Jika harga sangat berbeda tetapi penjual tidak dapat memberikan informasi operator dan layanan secara jelas, sebaiknya jangan terburu-buru melakukan pembayaran.
Lebih Aman Membeli Tiket dari Kanal Resmi
Cara paling sederhana untuk mengurangi risiko adalah membeli tiket melalui kanal resmi operator atau agen yang dapat diverifikasi.
Sebelum melakukan pembayaran, pastikan nama penerima pembayaran sesuai dengan informasi penjualan yang diberikan.
Jangan mudah percaya dengan akun media sosial yang hanya menggunakan nama perusahaan tetapi tidak dapat menunjukkan hubungan resmi dengan operator.
Untuk perjalanan jarak jauh, sedikit waktu untuk memeriksa informasi sebelum membeli tiket dapat membantu menghindari masalah yang lebih besar.
Apa yang Harus Dilakukan Jika Menemukan Agen Mencurigakan?
Jika calon penumpang menemukan agen yang menawarkan tiket tetapi identitasnya tidak jelas, jangan langsung melakukan pembayaran.
Tanyakan nama perusahaan otobus, nomor kendaraan atau armada jika sudah tersedia, lokasi keberangkatan, serta kontak resmi operator.
Informasi tersebut kemudian dapat dibandingkan dengan kanal resmi perusahaan.

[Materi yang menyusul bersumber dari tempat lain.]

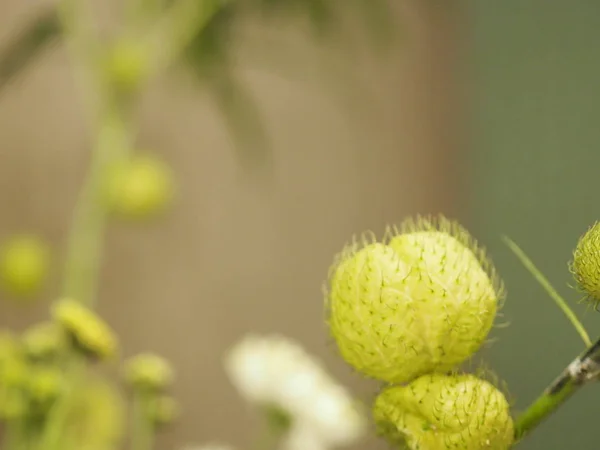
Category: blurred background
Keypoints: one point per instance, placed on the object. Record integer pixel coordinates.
(483, 111)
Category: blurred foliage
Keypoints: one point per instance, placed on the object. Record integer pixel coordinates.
(208, 55)
(34, 37)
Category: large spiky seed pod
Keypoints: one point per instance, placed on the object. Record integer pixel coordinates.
(585, 265)
(422, 300)
(439, 412)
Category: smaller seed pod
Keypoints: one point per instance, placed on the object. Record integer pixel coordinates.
(127, 65)
(139, 187)
(585, 265)
(148, 371)
(89, 333)
(443, 412)
(24, 265)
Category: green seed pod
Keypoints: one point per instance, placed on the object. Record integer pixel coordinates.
(88, 331)
(423, 300)
(127, 65)
(148, 371)
(24, 263)
(140, 187)
(585, 265)
(439, 412)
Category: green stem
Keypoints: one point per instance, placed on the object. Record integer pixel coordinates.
(14, 434)
(54, 426)
(543, 407)
(583, 370)
(143, 430)
(84, 252)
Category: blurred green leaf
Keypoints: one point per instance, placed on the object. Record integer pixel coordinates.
(208, 56)
(41, 31)
(209, 48)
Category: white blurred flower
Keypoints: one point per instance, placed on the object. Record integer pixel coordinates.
(302, 437)
(274, 371)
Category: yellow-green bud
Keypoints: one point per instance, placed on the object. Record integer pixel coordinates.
(139, 187)
(421, 301)
(89, 332)
(439, 412)
(43, 341)
(24, 265)
(149, 371)
(586, 263)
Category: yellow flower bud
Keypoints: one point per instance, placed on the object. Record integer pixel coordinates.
(423, 300)
(88, 331)
(586, 263)
(149, 371)
(139, 187)
(24, 265)
(439, 412)
(127, 64)
(96, 417)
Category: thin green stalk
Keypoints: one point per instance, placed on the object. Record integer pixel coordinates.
(583, 370)
(54, 426)
(562, 304)
(14, 434)
(544, 406)
(142, 437)
(84, 252)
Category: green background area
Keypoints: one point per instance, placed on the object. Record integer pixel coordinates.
(536, 171)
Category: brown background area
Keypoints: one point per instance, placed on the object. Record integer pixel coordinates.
(238, 252)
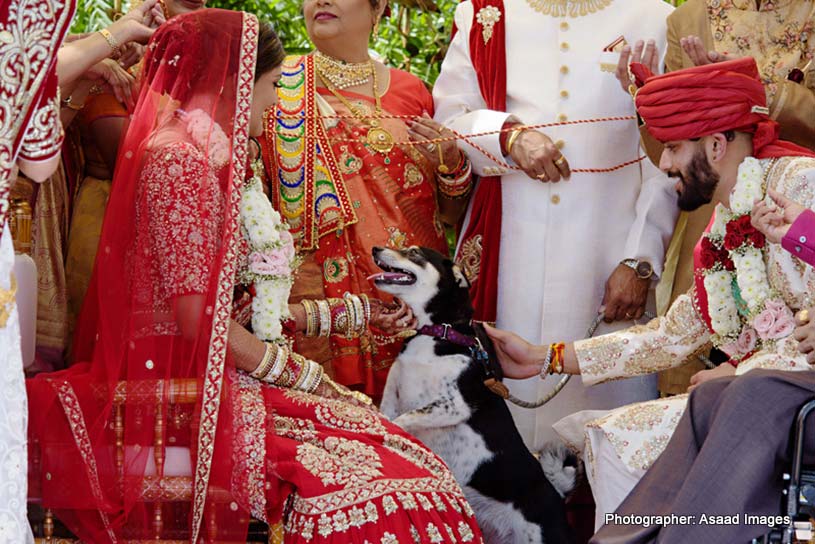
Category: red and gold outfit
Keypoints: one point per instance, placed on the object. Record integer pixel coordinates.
(31, 31)
(341, 199)
(160, 308)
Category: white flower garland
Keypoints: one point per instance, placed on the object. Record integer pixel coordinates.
(766, 317)
(272, 259)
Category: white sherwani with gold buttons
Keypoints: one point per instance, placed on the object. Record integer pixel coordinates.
(561, 241)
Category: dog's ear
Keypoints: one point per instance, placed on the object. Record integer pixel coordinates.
(461, 279)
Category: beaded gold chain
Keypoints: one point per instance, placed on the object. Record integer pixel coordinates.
(343, 74)
(378, 138)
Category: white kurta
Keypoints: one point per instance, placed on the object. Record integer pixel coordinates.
(14, 527)
(560, 242)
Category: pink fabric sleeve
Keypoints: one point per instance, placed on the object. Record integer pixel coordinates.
(800, 239)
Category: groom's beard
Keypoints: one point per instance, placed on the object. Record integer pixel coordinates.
(698, 183)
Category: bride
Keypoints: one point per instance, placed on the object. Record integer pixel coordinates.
(271, 436)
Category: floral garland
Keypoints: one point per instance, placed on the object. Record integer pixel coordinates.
(745, 312)
(271, 259)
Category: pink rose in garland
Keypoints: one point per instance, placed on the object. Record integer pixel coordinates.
(270, 263)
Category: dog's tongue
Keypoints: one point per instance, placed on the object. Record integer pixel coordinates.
(391, 276)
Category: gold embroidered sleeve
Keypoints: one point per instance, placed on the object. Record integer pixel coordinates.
(664, 342)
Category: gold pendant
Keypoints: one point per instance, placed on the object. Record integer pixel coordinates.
(380, 140)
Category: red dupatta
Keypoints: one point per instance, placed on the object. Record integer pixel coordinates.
(160, 301)
(29, 86)
(483, 231)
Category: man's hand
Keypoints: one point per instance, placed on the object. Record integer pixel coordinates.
(695, 49)
(644, 53)
(721, 371)
(775, 222)
(805, 333)
(519, 359)
(625, 295)
(539, 157)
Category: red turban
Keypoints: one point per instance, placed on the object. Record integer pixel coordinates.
(703, 100)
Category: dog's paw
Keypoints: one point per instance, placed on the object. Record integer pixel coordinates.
(402, 421)
(561, 467)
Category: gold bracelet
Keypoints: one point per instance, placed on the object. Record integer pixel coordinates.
(312, 318)
(324, 311)
(281, 357)
(66, 103)
(117, 51)
(262, 370)
(512, 137)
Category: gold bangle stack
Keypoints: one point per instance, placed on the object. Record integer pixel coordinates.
(310, 376)
(312, 317)
(67, 103)
(324, 311)
(265, 365)
(114, 45)
(511, 139)
(459, 184)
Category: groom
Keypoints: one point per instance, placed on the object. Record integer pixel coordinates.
(710, 118)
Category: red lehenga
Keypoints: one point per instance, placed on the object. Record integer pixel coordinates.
(341, 199)
(159, 308)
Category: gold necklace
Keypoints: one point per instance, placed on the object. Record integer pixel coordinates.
(343, 74)
(570, 8)
(379, 139)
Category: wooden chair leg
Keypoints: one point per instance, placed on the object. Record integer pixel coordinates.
(48, 526)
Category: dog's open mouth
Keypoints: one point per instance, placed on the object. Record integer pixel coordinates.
(392, 275)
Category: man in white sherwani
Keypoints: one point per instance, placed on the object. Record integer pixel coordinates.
(566, 248)
(721, 146)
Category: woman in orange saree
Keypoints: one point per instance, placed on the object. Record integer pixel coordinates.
(342, 180)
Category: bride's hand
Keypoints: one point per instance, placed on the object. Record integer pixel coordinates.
(391, 319)
(423, 129)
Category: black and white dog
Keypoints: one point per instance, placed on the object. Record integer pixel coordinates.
(436, 391)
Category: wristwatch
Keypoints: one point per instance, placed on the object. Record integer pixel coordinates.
(643, 269)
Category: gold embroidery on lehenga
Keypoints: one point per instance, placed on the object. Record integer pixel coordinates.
(469, 258)
(249, 450)
(79, 430)
(340, 461)
(214, 375)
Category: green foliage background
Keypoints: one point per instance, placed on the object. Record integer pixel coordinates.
(411, 38)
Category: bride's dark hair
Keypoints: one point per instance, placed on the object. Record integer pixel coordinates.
(270, 50)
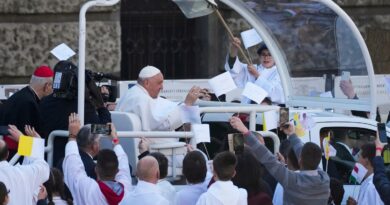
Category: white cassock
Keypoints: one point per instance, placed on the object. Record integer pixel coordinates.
(223, 193)
(368, 193)
(145, 193)
(23, 181)
(84, 189)
(269, 80)
(156, 114)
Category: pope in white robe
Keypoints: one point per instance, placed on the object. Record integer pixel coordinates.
(264, 75)
(156, 113)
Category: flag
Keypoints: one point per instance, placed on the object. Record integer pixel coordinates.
(329, 150)
(358, 173)
(31, 147)
(195, 8)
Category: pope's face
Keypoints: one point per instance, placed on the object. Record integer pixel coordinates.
(266, 59)
(154, 85)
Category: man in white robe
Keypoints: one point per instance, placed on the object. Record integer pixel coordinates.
(146, 192)
(156, 113)
(112, 170)
(22, 181)
(264, 75)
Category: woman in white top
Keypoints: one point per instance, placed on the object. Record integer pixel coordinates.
(264, 74)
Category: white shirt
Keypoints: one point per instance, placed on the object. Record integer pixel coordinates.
(190, 194)
(145, 193)
(84, 189)
(368, 193)
(156, 114)
(24, 180)
(167, 190)
(269, 80)
(223, 193)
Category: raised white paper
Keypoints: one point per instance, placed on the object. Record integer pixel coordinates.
(222, 84)
(201, 132)
(327, 94)
(270, 120)
(254, 92)
(250, 38)
(62, 52)
(190, 114)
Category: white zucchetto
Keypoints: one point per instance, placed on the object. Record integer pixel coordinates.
(148, 71)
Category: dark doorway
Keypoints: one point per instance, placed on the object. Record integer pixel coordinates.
(155, 32)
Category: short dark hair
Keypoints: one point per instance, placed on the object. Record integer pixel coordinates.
(368, 151)
(194, 167)
(3, 151)
(3, 192)
(107, 164)
(249, 173)
(85, 138)
(224, 165)
(162, 163)
(292, 158)
(310, 156)
(262, 47)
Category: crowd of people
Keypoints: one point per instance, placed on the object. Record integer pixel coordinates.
(86, 174)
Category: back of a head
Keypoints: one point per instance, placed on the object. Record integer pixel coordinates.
(162, 163)
(3, 192)
(310, 156)
(224, 165)
(85, 138)
(368, 151)
(107, 164)
(194, 167)
(336, 191)
(249, 173)
(147, 169)
(3, 150)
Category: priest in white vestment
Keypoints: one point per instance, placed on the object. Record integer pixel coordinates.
(264, 75)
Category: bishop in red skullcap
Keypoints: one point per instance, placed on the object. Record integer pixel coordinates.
(43, 72)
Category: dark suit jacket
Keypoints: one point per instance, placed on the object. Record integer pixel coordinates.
(21, 109)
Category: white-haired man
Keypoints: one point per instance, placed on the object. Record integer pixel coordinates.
(156, 113)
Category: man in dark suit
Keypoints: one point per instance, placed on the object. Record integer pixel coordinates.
(22, 108)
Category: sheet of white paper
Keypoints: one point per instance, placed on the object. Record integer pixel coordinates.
(250, 38)
(38, 148)
(222, 84)
(190, 114)
(271, 119)
(201, 132)
(254, 92)
(62, 52)
(387, 84)
(162, 107)
(326, 95)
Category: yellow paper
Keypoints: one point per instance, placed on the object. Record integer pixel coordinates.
(25, 145)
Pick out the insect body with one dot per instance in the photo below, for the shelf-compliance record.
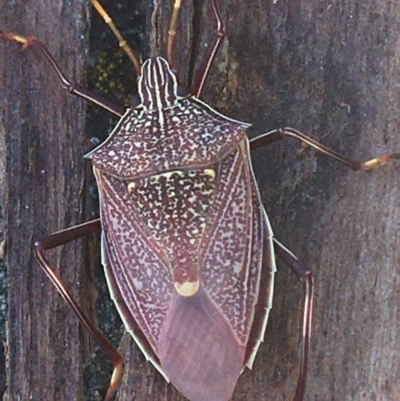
(185, 260)
(186, 244)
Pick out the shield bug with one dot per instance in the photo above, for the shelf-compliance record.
(210, 191)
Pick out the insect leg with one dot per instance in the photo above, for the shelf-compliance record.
(61, 238)
(71, 87)
(210, 53)
(305, 275)
(172, 34)
(122, 42)
(282, 133)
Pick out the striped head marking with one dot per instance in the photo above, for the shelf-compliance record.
(157, 85)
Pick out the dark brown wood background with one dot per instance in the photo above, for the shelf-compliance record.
(329, 69)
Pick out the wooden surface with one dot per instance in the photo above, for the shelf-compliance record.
(45, 176)
(328, 69)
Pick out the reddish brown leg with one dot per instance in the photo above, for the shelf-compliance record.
(62, 238)
(71, 87)
(209, 56)
(305, 275)
(282, 133)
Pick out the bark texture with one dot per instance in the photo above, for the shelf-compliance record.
(330, 70)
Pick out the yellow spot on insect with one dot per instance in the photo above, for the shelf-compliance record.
(210, 172)
(131, 187)
(187, 289)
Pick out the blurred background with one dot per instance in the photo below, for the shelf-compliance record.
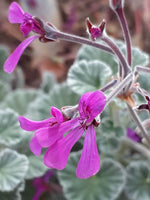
(25, 93)
(69, 16)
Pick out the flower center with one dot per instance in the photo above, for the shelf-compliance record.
(95, 32)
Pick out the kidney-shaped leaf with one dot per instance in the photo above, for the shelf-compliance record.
(13, 168)
(10, 131)
(19, 100)
(138, 181)
(107, 184)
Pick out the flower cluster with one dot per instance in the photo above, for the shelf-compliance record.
(27, 23)
(51, 133)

Jika jawaban yang diberikan tidak konsisten atau penjual terus mendesak agar segera melakukan pembayaran, calon penumpang sebaiknya mempertimbangkan kembali pembelian tiket tersebut.
Naik bus AKAP dari agen atau titik keberangkatan di luar terminal tidak otomatis berarti tidak aman.
Beberapa operator memang menggunakan agen, pool, atau titik keberangkatan tertentu dalam melayani penumpang.
Yang paling penting adalah memastikan lokasi tersebut memang resmi, tiket memiliki informasi yang jelas, dan operator bus dapat diverifikasi.
Sebelum berangkat, jangan hanya mempertimbangkan harga tiket.